# How weather affects rabbit hunting



## MDG Welding

This is one of my first post, so bare with me.
[/COLOR] 
I've been an avid rabbit hunter since I could hunt, but only the last few years have really paid attention to how the weather affects rabbit hunting. I hunt with 1 beagle and have found that sunny days with little/ no wind are about the worst days for success until late afternoon. It seems the dog can pick them up, but they often don't circle or sit tight. When it's overcast and the barometer is falling seems to be the days to limit out and they always circle.

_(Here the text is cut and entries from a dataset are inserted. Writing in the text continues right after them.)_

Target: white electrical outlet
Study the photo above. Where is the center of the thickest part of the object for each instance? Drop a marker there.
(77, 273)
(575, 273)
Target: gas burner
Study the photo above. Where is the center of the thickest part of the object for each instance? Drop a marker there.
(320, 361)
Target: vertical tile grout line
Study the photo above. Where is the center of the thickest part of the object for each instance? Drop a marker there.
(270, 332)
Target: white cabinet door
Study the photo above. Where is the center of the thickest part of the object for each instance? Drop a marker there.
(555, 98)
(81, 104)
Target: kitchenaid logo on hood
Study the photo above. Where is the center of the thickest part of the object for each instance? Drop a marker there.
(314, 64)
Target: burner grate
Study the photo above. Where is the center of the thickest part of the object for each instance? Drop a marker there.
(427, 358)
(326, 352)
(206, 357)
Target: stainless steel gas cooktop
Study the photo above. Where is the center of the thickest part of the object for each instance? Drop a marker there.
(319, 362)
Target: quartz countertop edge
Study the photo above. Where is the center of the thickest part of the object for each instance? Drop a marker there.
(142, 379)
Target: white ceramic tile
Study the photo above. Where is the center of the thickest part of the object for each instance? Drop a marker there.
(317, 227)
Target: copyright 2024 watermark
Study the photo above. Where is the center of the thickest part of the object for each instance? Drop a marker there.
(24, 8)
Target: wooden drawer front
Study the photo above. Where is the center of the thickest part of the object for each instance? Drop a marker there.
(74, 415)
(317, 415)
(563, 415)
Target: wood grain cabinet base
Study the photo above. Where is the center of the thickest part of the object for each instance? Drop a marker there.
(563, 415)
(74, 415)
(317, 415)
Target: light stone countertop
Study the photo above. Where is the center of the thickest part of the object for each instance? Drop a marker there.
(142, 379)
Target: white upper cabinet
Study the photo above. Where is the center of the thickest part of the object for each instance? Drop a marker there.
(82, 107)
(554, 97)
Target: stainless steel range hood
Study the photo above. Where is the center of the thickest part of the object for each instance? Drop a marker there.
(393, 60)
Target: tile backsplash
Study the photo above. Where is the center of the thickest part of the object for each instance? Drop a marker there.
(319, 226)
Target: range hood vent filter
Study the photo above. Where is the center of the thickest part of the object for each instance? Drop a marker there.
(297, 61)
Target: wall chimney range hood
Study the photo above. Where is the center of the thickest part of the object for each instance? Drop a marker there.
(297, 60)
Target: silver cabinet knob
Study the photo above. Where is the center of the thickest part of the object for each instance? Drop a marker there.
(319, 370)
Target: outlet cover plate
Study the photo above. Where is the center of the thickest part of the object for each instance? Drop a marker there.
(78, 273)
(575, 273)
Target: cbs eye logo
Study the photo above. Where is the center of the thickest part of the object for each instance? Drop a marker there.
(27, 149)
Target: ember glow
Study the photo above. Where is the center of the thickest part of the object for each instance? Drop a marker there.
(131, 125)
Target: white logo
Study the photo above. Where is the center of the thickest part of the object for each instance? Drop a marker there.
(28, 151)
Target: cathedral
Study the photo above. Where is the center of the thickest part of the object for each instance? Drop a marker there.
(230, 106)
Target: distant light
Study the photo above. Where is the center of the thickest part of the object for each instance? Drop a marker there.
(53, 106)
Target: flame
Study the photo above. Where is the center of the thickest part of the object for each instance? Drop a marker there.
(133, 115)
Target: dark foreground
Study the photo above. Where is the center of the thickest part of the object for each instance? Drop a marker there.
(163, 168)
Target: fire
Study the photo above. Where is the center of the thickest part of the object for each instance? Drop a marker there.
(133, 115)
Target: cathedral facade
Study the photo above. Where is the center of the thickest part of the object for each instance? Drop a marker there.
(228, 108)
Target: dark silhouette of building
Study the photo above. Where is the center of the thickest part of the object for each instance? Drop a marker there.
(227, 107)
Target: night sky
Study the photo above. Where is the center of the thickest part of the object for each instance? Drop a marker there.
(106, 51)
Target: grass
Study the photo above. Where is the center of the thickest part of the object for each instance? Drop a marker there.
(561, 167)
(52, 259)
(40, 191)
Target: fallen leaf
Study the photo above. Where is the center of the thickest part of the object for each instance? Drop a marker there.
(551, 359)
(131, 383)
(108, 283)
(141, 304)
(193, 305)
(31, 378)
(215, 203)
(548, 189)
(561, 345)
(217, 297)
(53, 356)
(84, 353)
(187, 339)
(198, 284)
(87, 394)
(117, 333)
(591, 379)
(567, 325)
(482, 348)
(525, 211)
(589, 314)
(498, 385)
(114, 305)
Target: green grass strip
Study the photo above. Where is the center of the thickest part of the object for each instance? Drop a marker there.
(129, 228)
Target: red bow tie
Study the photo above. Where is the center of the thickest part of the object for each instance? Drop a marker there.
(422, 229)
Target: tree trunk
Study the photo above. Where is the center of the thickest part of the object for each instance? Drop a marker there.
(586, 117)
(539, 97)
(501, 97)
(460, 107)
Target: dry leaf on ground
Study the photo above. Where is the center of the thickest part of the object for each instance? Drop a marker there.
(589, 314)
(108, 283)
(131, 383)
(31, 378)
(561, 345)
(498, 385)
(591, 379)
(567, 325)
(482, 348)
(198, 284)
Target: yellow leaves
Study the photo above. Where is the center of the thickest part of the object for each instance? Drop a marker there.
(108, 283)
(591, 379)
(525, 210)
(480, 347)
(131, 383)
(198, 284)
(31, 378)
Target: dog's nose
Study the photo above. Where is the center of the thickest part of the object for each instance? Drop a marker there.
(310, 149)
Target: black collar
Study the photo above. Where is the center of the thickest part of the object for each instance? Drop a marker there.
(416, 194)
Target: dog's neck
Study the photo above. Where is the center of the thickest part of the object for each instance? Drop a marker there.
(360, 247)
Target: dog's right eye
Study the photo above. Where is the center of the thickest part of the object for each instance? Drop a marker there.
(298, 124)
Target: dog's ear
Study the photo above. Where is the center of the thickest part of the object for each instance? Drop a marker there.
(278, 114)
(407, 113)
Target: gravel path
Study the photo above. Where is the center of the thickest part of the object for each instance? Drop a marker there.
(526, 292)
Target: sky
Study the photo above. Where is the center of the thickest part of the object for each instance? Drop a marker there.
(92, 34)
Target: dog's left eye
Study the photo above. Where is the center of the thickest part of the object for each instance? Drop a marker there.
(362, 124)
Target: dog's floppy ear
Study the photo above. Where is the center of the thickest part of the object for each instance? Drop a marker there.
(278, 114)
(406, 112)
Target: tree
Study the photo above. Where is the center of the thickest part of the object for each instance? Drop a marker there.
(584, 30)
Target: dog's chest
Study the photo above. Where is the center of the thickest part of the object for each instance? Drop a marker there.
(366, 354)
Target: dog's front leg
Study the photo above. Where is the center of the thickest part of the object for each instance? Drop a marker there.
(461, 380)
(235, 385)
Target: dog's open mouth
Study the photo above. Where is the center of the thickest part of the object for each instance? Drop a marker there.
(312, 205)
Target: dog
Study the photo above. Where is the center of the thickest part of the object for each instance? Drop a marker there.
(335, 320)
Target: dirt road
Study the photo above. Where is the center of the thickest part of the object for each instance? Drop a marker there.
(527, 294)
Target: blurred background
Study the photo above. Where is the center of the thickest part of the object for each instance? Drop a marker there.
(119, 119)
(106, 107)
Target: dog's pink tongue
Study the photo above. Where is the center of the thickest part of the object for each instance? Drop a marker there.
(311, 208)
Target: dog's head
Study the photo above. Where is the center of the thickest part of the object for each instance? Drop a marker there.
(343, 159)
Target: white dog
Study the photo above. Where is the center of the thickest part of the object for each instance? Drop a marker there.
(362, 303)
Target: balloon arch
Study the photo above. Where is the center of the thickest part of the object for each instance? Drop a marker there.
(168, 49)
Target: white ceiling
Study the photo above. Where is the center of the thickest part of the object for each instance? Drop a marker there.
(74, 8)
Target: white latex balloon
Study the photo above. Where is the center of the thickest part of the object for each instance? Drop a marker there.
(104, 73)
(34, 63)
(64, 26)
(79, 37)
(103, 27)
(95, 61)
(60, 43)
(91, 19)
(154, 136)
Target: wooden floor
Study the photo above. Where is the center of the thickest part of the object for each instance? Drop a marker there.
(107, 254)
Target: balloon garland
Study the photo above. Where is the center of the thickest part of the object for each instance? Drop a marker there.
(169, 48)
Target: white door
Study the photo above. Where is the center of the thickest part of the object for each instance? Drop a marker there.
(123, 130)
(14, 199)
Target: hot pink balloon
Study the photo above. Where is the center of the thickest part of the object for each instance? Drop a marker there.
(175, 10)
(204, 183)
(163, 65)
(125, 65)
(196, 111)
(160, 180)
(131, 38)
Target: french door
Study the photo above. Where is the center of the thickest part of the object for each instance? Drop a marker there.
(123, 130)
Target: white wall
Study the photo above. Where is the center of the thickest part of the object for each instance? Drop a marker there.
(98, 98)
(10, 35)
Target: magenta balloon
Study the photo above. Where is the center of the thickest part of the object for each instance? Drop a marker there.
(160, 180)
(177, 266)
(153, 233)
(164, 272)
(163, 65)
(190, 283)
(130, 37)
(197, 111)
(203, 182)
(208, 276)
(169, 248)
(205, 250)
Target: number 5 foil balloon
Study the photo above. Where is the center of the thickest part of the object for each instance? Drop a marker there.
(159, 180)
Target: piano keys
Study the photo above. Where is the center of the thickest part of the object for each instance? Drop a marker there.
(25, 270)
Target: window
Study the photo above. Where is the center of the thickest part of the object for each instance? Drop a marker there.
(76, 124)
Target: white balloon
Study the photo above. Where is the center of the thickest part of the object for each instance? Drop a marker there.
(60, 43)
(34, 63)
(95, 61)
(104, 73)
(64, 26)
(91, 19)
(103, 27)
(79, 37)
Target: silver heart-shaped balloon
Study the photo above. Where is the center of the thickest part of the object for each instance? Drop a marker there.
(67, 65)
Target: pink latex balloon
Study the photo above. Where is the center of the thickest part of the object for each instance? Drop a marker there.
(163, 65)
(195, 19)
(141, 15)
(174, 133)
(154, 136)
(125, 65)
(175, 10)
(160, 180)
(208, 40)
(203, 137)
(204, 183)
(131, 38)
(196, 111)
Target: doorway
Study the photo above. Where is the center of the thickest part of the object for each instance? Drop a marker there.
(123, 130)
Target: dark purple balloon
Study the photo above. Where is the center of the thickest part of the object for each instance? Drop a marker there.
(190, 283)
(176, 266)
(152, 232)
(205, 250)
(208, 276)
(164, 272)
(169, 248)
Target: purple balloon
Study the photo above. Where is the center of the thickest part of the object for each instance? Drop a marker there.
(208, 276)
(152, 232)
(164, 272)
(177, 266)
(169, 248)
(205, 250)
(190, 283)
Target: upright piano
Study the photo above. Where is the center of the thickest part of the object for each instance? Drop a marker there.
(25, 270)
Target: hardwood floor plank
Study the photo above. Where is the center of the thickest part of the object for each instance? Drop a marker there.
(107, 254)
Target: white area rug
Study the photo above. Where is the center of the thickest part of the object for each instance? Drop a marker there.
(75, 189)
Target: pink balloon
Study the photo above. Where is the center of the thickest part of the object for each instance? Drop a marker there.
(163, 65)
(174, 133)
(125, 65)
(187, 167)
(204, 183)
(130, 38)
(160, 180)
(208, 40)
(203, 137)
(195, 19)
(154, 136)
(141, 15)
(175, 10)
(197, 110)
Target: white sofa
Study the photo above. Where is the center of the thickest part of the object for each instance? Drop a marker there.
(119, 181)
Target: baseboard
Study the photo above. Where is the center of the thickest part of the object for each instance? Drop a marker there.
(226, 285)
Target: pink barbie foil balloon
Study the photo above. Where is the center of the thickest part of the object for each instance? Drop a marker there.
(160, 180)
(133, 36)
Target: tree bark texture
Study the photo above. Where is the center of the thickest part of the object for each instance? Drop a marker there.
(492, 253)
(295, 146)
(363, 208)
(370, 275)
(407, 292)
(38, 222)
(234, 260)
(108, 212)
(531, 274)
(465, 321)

What do some of you think about the roll weather plays on successful bunny hunts?


----------



## eino

I have found in my limited experince that rabbits don't move much after a good snow. I don't know if this is true with dogs in general, but my beagle can't hardly push a track on ice or when the snow is really hard and crusty. I will try and find a web site I found before that lays out the different weather situation and how it affects the scent of a critter.

Ed


----------



## eino

http://beaglesunlimited.com/rabbithunting_scenting-tracking.htm
I can't say this is all true, but it gives you some things to consider.

Ed


----------



## MDG Welding

Thanks, I do remember reading that a while back. One thing I did pick up on this time is strong sunlight being in the bad tracking list. Maybe that is some of it.
Thanks for the reply.


----------



## fishhogster

i only hunt on nasty windy days and usually do pretty good but if its nice i go ice fishing instead.


----------



## sixft4par

I have been keeping a log for the last couple seasons and have found mixed results. I think the dog can scent better on damp days; however, the rabbits are not always out then. The tough thing about rabbit hunting is that many days the rabbits are holed or close to a hole. I like to hunt sunny days that are warm before or after a storm.


----------



## withgrace

I think moisture is the most important thing. Very cold days that suck the moiture out of the air are usually bad. 
What I pay a lot of attention to is the snow. Dry snow that squeeks when you walk on it sucks. Also, If there is a layer of ice or a lot of ice crystal in the snow is bad. I like fresh snow that is damp. I also like deep snow because it slows down the rabbits. With the crust we have had the last couple of weeks the rabbits have been way in front of the dogs.


----------



## Nealbopper

A little breez and partially sunny added up to the first two Rabbits of 09. First Rabbit I needed to be on the ball. As my dog hit the first brush blow over, out it came, second shot did it.


----------



## MDG Welding

Thanks for all of the input. I like the idea of keeping a log and trying to see what trends I find. I've done that for deer hunting for many years, but never even gave it a thought for bunnies.


----------